En México, las historias desgarradoras y los señalamientos de que actores políticos pudieran estar ligados al crimen organizado ya no sorprenden: duelen, pero no asombran. Y eso, en sí mismo, es una tragedia.
No es normal —ni sano— que vivamos atrapados entre rumores, filtraciones y sospechas. Que cada semana surja un nuevo nombre bajo sospecha, y que ya nadie reaccione. Que hayamos aprendido a convivir con la desconfianza, como si fuera parte del paisaje. Eso no es vida democrática: es una herida abierta, que se agrava cada día.
Nos duele, como país, no poder mirar con confianza a nuestras propias instituciones. Duele que tantas veces la justicia parezca depender más de lo que se diga en Washington que de lo que pueda esclarecer una fiscalía en México.
Las instituciones no ofrecen respuestas claras, y cualquier voz de un organismo o medio internacional luce más creíble que la nuestra. Cada vez que se instala la duda, se profundiza una grieta. No sólo se debilita el Estado de derecho: también se marchita la esperanza.
Eso tiene un costo. No sólo para la política, sino para la economía, la inversión, el comercio, la convivencia.

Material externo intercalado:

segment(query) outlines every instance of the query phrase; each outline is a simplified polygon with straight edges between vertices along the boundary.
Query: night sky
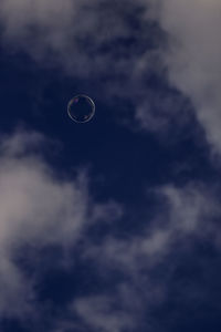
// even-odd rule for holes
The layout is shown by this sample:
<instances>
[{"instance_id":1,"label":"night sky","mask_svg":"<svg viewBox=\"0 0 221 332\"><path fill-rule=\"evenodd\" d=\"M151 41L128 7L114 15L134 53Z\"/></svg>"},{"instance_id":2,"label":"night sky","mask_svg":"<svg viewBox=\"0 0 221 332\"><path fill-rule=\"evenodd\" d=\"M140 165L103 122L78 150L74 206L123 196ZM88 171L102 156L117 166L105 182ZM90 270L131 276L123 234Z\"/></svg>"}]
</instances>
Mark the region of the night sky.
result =
<instances>
[{"instance_id":1,"label":"night sky","mask_svg":"<svg viewBox=\"0 0 221 332\"><path fill-rule=\"evenodd\" d=\"M220 29L220 0L0 0L0 332L221 331Z\"/></svg>"}]
</instances>

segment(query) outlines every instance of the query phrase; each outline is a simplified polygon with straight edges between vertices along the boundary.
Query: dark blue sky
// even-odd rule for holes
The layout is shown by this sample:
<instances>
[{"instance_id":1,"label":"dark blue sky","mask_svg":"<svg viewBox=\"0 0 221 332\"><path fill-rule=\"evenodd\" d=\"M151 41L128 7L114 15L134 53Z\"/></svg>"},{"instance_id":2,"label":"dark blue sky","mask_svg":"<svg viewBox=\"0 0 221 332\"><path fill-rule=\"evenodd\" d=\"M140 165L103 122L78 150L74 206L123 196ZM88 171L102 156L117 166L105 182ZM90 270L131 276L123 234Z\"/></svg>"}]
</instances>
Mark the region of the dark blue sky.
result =
<instances>
[{"instance_id":1,"label":"dark blue sky","mask_svg":"<svg viewBox=\"0 0 221 332\"><path fill-rule=\"evenodd\" d=\"M221 103L193 33L211 13L17 1L0 2L0 331L220 331Z\"/></svg>"}]
</instances>

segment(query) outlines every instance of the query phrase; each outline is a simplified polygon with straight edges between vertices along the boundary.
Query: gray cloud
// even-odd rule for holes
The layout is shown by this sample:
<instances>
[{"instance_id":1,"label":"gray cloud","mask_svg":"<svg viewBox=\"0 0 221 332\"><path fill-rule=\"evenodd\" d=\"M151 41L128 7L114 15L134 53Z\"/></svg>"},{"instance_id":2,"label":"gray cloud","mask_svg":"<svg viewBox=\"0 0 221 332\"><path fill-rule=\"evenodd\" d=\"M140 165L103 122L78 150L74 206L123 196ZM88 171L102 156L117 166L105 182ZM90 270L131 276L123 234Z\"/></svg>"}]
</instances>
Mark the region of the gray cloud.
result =
<instances>
[{"instance_id":1,"label":"gray cloud","mask_svg":"<svg viewBox=\"0 0 221 332\"><path fill-rule=\"evenodd\" d=\"M66 75L96 80L109 103L113 96L130 102L143 128L188 124L189 97L220 149L219 0L2 0L0 22L4 45ZM171 86L151 89L152 72L160 81L168 74Z\"/></svg>"},{"instance_id":2,"label":"gray cloud","mask_svg":"<svg viewBox=\"0 0 221 332\"><path fill-rule=\"evenodd\" d=\"M162 59L170 82L188 95L207 138L221 149L221 42L218 31L221 3L211 1L161 2L160 24L170 37Z\"/></svg>"},{"instance_id":3,"label":"gray cloud","mask_svg":"<svg viewBox=\"0 0 221 332\"><path fill-rule=\"evenodd\" d=\"M41 156L46 139L18 132L0 142L0 317L33 312L33 282L17 263L22 247L72 248L97 220L114 218L114 203L93 203L84 174L61 180ZM43 268L43 267L42 267Z\"/></svg>"}]
</instances>

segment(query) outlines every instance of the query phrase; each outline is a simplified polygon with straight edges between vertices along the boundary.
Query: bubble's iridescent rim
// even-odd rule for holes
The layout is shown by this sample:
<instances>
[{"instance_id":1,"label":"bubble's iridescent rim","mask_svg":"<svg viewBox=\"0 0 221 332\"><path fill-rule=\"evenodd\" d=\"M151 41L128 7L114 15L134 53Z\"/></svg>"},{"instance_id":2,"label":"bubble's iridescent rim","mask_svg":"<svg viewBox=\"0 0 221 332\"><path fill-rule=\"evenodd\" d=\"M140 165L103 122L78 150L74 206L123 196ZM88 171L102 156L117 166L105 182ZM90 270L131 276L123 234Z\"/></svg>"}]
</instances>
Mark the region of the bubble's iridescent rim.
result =
<instances>
[{"instance_id":1,"label":"bubble's iridescent rim","mask_svg":"<svg viewBox=\"0 0 221 332\"><path fill-rule=\"evenodd\" d=\"M72 106L74 100L75 100L75 98L80 98L80 97L85 97L85 98L87 98L87 100L90 101L91 105L92 105L92 114L90 115L90 117L88 117L87 120L84 120L84 121L77 121L76 118L74 118L74 117L71 115L71 112L70 112L70 108L71 108L71 106ZM93 117L94 114L95 114L95 103L94 103L94 101L93 101L88 95L86 95L86 94L77 94L77 95L75 95L73 98L71 98L71 101L69 102L69 104L67 104L67 114L69 114L69 116L71 117L71 120L73 120L73 121L76 122L76 123L85 123L85 122L88 122L88 121L92 120L92 117Z\"/></svg>"}]
</instances>

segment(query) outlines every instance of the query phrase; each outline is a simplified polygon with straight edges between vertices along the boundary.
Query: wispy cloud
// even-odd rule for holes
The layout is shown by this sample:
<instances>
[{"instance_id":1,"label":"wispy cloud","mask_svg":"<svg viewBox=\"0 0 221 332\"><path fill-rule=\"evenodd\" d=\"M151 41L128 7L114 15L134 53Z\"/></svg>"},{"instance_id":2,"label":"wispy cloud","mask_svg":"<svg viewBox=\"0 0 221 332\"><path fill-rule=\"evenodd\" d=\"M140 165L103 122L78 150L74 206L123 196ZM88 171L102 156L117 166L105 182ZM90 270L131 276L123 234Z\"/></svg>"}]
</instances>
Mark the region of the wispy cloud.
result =
<instances>
[{"instance_id":1,"label":"wispy cloud","mask_svg":"<svg viewBox=\"0 0 221 332\"><path fill-rule=\"evenodd\" d=\"M34 307L33 282L17 263L20 248L71 248L85 228L112 218L113 203L94 204L85 175L62 180L40 149L46 139L17 132L0 142L0 315L23 315ZM33 312L32 312L33 313Z\"/></svg>"}]
</instances>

Hoy, el país proyecta incertidumbre. Y cuando un país no transmite certeza, pierde confianza, dentro y fuera de sus fronteras.
Lo más grave es que la alternativa —seguir normalizando la especulación, el descrédito, el silencio institucional— nos está arrastrando a una descomposición más profunda de lo que muchos alcanzamos siquiera a dimensionar y que costará generaciones recuperar.
Sanar no puede significar olvidar; significa reconstruir. Si queremos otro país, necesitamos otro pacto con la verdad. Y ese pacto empieza por fortalecer nuestras instituciones, por blindarlas del poder y, sí, también por blindarnos de la indiferencia.
Nuestra sociedad necesita reconciliarse con los valores que algún día le dieron rumbo. Sin ellos, ninguna ley bastará y ningún futuro será posible.
Hubo un tiempo en que las familias se sentían orgullosas de una vida humilde pero honrada; en que la decencia valía más que el dinero mal habido; en el que la palabra contaba. Hubo un tiempo en el que el dinero no se aplaudía a toda costa.
Con ese tiempo necesitamos reencontrarnos por el bien de todos y porque en lo que fuimos aún hay claves para lo que podemos ser.